Top 5 Jobs in Education That Are Most at Risk from AI in Indianapolis - And How to Adapt
Last Updated: August 19th 2025

Too Long; Didn't Read:
Indianapolis education roles most at risk from AI: adjunct instructors, graders/proctors, curriculum writers, academic advisors, and library support. Local pilots show admin hours can drop (prep 11→6; grading saves ~3 hrs) - adapt via prompt skills, rubric redesign, narrow pilots, and verification steps.
AI is reshaping classrooms and campus services across Indiana - from automated grading and personalized tutors to chatbots for student support - and Indianapolis districts face the same promise and pitfalls noted nationally: powerful gains in personalization and admin efficiency but real risks around privacy, bias, and academic integrity (see University of Illinois overview: AI in schools pros and cons and Panorama Education guide: generative AI in education for district leaders).

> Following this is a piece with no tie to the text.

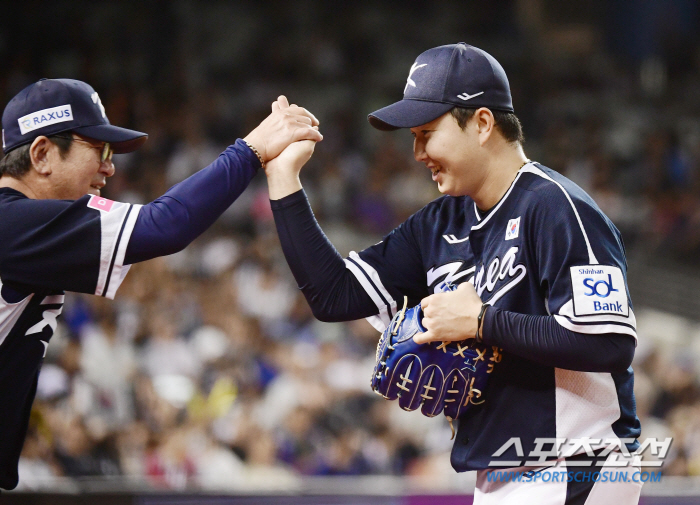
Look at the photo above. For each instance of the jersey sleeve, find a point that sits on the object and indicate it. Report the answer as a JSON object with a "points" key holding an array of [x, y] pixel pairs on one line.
{"points": [[581, 263], [390, 270], [67, 245]]}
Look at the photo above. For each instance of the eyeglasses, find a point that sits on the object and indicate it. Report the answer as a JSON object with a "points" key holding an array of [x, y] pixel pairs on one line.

Local pilots show small tests deliver big administrative savings, while teachers need prompt-writing and assessment-design skills to keep learning meaningful - practical reskilling is available (see our Indianapolis teacher AI tool use cases and reskilling guide).
So what: Indianapolis educators who quickly master effective prompts and ethical workflows can turn AI from a threat to a time-saving assistant and protect roles that require human judgment.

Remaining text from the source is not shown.